Septima Clark was dedicated to making her country live up to its democratic ideals, to honor in practice—not just in words or flag pins—the historical principles outlined in the Declaration and the Constitution. A widowed grandmother who stood up to local tyrants, she lost her job and 40 years of pension benefits in 1956 when she refused to renounce her membership in the NAACP, which the southern states had outlawed as “subversive” and “Communist.” She took her teaching talents to the emerging civil-rights movement, developing hundreds of “citizenship schools” across the South that trained tens of thousands of Black citizens to read, write, and reclaim their voting rights. She stared down the Klan, knelt in prayer before a southern sheriff’s tanks, guided the hands of the poor and unlettered so they could hold a pencil and sign their name at the voter-registration office.

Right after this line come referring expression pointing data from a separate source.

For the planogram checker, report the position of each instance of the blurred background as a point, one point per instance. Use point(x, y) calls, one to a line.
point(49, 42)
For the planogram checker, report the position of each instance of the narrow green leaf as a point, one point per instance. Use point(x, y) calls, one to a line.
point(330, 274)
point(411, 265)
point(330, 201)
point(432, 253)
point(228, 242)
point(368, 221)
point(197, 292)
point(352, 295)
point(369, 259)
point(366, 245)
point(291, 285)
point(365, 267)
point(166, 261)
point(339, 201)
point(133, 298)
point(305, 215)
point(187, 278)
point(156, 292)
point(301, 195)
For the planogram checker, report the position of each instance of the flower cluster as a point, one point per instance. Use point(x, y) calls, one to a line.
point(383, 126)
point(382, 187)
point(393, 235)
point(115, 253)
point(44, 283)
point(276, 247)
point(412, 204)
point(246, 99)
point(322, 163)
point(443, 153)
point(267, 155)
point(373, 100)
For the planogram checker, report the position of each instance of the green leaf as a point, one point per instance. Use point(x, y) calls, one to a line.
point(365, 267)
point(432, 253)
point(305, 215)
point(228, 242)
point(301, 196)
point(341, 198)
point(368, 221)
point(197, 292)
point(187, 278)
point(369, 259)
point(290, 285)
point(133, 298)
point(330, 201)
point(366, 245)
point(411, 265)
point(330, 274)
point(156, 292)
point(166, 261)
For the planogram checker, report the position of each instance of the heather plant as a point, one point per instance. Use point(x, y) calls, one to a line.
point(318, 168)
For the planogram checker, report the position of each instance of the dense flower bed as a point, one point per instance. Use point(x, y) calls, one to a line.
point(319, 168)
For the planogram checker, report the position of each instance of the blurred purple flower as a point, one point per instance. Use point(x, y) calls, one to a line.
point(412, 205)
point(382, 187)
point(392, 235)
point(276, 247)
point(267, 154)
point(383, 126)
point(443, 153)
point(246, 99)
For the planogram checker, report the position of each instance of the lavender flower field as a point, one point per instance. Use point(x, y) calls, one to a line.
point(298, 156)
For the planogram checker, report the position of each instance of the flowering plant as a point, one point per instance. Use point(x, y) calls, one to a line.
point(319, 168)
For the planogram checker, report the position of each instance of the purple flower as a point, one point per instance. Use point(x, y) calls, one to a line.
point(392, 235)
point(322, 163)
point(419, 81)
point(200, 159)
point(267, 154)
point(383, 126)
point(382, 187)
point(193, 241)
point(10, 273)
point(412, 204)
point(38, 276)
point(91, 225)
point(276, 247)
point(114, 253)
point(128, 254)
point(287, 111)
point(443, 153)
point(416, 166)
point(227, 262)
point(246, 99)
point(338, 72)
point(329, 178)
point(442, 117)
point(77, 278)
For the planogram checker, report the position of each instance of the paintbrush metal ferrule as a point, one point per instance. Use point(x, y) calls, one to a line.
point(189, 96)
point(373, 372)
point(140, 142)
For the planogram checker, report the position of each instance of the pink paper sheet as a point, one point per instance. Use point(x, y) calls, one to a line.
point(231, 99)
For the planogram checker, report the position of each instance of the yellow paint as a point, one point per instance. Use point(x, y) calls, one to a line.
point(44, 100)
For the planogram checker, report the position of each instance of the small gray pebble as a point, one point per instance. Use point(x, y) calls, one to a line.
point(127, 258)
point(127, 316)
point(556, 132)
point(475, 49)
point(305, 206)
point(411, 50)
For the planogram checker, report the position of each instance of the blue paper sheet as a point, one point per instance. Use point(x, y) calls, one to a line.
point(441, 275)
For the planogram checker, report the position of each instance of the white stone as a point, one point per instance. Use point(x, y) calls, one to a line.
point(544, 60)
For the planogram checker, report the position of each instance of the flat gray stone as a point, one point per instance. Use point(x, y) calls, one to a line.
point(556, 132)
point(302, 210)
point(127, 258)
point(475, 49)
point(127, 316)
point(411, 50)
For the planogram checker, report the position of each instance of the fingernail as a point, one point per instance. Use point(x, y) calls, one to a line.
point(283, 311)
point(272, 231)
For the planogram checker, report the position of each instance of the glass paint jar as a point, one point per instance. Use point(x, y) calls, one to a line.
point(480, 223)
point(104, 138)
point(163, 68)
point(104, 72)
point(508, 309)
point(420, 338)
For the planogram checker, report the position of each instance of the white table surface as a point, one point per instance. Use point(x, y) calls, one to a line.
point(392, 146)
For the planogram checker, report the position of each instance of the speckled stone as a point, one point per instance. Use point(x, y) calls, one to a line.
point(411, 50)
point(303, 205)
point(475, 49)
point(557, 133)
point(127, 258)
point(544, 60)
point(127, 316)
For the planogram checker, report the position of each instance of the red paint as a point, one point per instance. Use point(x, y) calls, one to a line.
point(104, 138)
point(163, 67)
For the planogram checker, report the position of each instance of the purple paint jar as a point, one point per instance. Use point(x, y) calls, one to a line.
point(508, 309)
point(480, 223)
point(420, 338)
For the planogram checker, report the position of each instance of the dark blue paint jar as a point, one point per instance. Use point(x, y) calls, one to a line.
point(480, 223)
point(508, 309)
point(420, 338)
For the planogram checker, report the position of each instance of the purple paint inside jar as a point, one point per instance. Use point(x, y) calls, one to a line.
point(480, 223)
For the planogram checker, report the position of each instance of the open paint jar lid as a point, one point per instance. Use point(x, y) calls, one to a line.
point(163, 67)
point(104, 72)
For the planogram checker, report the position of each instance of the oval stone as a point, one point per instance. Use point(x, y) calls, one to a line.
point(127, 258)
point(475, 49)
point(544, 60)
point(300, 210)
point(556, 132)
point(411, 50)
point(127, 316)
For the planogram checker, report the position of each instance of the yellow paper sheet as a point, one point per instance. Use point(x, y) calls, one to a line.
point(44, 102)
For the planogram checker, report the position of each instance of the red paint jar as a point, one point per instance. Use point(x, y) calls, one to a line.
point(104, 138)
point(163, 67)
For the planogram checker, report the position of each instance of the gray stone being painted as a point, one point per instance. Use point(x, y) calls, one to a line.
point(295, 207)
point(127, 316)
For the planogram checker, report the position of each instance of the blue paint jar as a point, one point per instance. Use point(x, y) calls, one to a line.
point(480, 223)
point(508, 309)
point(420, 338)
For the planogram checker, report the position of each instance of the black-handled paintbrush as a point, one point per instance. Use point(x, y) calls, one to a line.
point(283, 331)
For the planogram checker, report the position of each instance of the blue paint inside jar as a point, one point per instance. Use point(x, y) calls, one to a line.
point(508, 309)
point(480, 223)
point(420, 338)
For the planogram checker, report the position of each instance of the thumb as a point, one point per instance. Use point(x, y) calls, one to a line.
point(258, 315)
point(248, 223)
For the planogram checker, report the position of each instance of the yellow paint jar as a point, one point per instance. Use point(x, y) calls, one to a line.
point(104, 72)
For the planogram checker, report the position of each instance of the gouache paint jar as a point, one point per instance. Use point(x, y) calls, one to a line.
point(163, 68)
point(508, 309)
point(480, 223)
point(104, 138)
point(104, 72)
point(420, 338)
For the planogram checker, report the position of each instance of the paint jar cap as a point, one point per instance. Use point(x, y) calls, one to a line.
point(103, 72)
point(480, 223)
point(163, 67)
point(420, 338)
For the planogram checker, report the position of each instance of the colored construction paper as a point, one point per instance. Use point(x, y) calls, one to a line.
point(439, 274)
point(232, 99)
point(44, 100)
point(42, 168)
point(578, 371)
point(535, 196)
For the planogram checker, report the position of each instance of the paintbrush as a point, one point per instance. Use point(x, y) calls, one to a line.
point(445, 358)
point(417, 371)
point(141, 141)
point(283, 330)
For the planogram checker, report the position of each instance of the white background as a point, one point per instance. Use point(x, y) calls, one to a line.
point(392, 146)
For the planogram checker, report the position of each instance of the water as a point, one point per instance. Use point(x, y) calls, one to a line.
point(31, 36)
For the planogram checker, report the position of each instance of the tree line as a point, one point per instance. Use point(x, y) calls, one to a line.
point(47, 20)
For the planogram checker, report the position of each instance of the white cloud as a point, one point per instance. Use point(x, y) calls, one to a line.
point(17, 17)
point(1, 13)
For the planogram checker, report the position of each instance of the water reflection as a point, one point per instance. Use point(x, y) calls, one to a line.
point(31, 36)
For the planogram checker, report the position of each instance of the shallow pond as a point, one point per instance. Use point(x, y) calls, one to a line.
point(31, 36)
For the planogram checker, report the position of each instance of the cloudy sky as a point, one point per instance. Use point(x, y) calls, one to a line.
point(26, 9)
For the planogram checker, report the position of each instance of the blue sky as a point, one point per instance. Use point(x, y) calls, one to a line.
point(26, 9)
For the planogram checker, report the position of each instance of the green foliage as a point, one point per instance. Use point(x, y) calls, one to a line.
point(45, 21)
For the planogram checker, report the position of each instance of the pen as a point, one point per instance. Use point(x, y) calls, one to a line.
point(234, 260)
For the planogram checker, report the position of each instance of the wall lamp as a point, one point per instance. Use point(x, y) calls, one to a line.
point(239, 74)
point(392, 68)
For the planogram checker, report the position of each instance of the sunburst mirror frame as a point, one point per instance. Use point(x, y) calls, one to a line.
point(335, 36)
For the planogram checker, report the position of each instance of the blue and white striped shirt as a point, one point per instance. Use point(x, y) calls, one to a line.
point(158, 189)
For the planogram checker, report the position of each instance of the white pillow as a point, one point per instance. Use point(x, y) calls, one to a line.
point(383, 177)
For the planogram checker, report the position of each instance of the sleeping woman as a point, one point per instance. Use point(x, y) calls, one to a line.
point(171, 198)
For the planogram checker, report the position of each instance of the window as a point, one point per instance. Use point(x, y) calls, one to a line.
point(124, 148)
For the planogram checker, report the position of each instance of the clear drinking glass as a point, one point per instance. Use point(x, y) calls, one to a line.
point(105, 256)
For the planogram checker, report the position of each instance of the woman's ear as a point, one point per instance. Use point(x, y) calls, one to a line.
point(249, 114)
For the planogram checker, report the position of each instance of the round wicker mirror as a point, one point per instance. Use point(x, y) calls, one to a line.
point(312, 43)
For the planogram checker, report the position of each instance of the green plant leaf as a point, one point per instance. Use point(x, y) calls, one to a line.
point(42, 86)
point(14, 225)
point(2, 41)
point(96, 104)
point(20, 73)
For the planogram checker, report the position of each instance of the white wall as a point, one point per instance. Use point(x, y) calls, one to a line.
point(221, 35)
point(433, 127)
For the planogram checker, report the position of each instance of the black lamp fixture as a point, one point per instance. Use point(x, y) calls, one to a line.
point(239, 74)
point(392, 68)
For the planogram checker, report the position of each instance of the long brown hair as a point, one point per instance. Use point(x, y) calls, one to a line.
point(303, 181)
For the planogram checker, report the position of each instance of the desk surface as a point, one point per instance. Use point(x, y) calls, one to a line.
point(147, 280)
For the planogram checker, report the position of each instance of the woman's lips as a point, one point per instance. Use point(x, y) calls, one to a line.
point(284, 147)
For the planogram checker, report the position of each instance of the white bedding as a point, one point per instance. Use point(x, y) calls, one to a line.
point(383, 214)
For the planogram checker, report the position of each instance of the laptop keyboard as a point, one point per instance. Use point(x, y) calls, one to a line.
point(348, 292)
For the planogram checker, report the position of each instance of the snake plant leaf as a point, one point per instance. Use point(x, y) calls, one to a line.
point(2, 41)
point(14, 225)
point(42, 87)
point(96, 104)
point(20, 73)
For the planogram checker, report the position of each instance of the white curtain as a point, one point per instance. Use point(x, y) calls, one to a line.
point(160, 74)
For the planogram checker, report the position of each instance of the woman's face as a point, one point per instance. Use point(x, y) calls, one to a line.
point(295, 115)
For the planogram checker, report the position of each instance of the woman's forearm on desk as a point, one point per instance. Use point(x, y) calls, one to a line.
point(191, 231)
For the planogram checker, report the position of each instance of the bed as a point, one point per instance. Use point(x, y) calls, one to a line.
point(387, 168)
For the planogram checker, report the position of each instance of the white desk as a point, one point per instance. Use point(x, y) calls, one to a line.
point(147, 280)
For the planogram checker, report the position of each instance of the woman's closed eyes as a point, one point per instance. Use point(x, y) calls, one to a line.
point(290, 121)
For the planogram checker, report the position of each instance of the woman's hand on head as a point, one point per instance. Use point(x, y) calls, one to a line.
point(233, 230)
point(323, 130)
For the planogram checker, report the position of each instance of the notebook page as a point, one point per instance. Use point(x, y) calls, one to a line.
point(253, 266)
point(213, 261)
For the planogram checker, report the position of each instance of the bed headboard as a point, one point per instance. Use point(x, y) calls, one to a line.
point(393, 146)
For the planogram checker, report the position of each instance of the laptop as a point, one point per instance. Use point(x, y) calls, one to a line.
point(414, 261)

In this new culture of cancellations, it seems—though no official will admit it—that this story does not fit into the administration’s definition of “patriotic” narratives of American history. I would argue that the story is absolutely one of fierce patriots—Black citizens who so loved and believed in the promise of the United States, in the constitutional right to vote, in the Declaration’s claim of equality, that they faced down suppression, violent reprisals, economic ruin, imprisonment, and death to participate in their own government and assert their rights as Americans.

I think Clark would have some sharp words for the current administration, with its callous attempts to bend language, art, science, and history to its liking. “I believe unconditionally in the ability of people to respond when they are told the truth,” Clark proclaimed. “We need to be taught to study rather than believe, to inquire rather than to affirm.” This may not fit the current government’s definition of patriotism, but to me, it’s the right spirit in which to honor the history and guard the future of the United States. It’s the kind of patriotism we need right now.